One more comment. When fields are added to the data area of a PivotTable, they should automatically inherit the same formatting the field has in the source data. For example, the Sales field in the table is formatted as Accounting with zero decimal places. When you drop the Sales field in the data area of a PivotTable, it should be formatted as Accouting with zero decimal places.
@General Ledger: MDX is a query language for OLAP data sources. I think this is a great enhancement to pivot tables, and I'm looking forward to being able to use it.
I didn't intend for this to turn into a "Pivot Table lacking features" discussion. I have several pages detailing Pivot Table enhancements I'd like to see in Excel 15 (including alternate date calendar groupings). I wanted to mention one feature related to the topic at hand. I should indicate that surfacing Named Sets in the UI is a welcome enhancement for OLAP Pivot Tables.
"I have several pages detailing Pivot Table enhancements I'd like to see in Excel 15 (including alternate date calendar groupings".
Would you care to pass that on to me ? I would really like to go through the suggestions.

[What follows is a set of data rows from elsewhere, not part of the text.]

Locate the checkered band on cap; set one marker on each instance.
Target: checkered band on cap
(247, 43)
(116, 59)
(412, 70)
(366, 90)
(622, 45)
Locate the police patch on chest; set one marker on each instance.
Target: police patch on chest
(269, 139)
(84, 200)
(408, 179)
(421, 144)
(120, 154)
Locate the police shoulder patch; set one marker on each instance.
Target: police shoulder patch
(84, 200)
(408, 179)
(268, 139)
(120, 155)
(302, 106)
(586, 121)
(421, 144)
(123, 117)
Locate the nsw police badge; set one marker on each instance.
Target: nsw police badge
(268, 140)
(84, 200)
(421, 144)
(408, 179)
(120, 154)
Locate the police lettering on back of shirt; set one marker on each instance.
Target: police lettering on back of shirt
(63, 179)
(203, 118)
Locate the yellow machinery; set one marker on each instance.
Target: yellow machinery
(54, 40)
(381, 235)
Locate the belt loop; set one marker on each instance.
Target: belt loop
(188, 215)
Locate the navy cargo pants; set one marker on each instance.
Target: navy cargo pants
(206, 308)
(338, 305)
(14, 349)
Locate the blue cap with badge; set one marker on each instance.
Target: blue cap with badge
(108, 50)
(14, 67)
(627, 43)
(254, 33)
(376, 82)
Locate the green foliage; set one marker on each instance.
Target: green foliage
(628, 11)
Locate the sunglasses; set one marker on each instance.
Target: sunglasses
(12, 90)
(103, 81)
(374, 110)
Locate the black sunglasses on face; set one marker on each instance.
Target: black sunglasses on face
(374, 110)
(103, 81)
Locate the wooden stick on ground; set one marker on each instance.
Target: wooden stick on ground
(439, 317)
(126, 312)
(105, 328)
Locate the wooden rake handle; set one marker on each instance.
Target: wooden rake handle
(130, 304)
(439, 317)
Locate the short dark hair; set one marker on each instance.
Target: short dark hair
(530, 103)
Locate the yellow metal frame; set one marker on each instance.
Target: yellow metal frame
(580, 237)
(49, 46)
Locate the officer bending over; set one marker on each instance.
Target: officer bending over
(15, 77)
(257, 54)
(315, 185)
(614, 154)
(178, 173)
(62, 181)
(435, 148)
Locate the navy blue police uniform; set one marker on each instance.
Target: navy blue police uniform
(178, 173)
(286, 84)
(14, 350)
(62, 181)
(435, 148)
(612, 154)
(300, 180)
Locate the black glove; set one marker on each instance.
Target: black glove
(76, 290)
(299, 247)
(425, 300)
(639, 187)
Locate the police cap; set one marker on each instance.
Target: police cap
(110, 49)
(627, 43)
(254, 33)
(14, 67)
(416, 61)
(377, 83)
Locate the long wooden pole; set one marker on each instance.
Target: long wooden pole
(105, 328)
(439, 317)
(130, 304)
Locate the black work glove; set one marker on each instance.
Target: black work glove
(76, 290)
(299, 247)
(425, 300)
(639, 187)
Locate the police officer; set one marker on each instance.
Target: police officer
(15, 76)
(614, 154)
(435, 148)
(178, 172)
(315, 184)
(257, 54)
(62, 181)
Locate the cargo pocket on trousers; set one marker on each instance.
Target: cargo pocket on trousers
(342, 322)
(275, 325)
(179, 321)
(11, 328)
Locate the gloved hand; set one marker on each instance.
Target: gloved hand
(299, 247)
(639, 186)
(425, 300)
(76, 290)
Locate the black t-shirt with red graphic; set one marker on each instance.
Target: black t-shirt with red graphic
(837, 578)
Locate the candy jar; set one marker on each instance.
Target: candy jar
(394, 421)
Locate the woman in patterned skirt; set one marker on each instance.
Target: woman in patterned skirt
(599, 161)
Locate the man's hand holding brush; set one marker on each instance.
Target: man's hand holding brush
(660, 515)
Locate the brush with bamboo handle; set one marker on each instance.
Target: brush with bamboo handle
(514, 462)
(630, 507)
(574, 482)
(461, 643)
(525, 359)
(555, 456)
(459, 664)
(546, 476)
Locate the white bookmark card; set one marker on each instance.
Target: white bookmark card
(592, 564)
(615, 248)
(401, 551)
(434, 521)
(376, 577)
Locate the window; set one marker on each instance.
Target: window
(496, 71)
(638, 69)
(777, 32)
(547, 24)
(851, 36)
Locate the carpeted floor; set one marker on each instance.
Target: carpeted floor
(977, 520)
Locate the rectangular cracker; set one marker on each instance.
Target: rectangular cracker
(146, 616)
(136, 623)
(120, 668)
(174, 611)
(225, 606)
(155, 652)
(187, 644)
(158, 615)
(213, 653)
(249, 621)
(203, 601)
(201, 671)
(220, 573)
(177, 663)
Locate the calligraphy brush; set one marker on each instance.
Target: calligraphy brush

Just a quick clarification for those of you trying to take advantage of the dynamic set functionality. For the OLAP server to be aware that you are creating a dynamic set the check box in the MDX editor that reads "Recalculate set with every update" must be checked.
Would you recommend Named Sets for comparing, say.... payroll figures from last year to this year, where there will be common and unique names on each year's list?
It depends really on what exactly you are trying to do. What determines which names should show on your PivotTable ?
If they are determined by certain conditions you could be using a dynamic set to create these sets.
If you want to send me a screenshot or a sheet with some fake data as to what you are trying to do I can definitely take a look.
This is good news. I suppose an alternative would be an extra field to provide your own "named set", which could then be filtered on. Is there an advantage to setting up named sets - speed or simplicity?
The clearest advantage of Named sets is reuse. If you have a set of say Product or Sales people that you will be using in multiple reports you don't want to have to be re filtering for every single one of them on every PivotTable. With a Named set you create it once and use it as many times as you want in the workbook.
I am just now digging into the possibilities for this, but a limitation i see is that i am not able to put the set in the report filter. I have a lot of account codes that belong to a specific group and i am trying to look at data for only this group and i don't care about the breakdown into each account so i created a new group, but it is really not useful as of yet. Is there any way around this?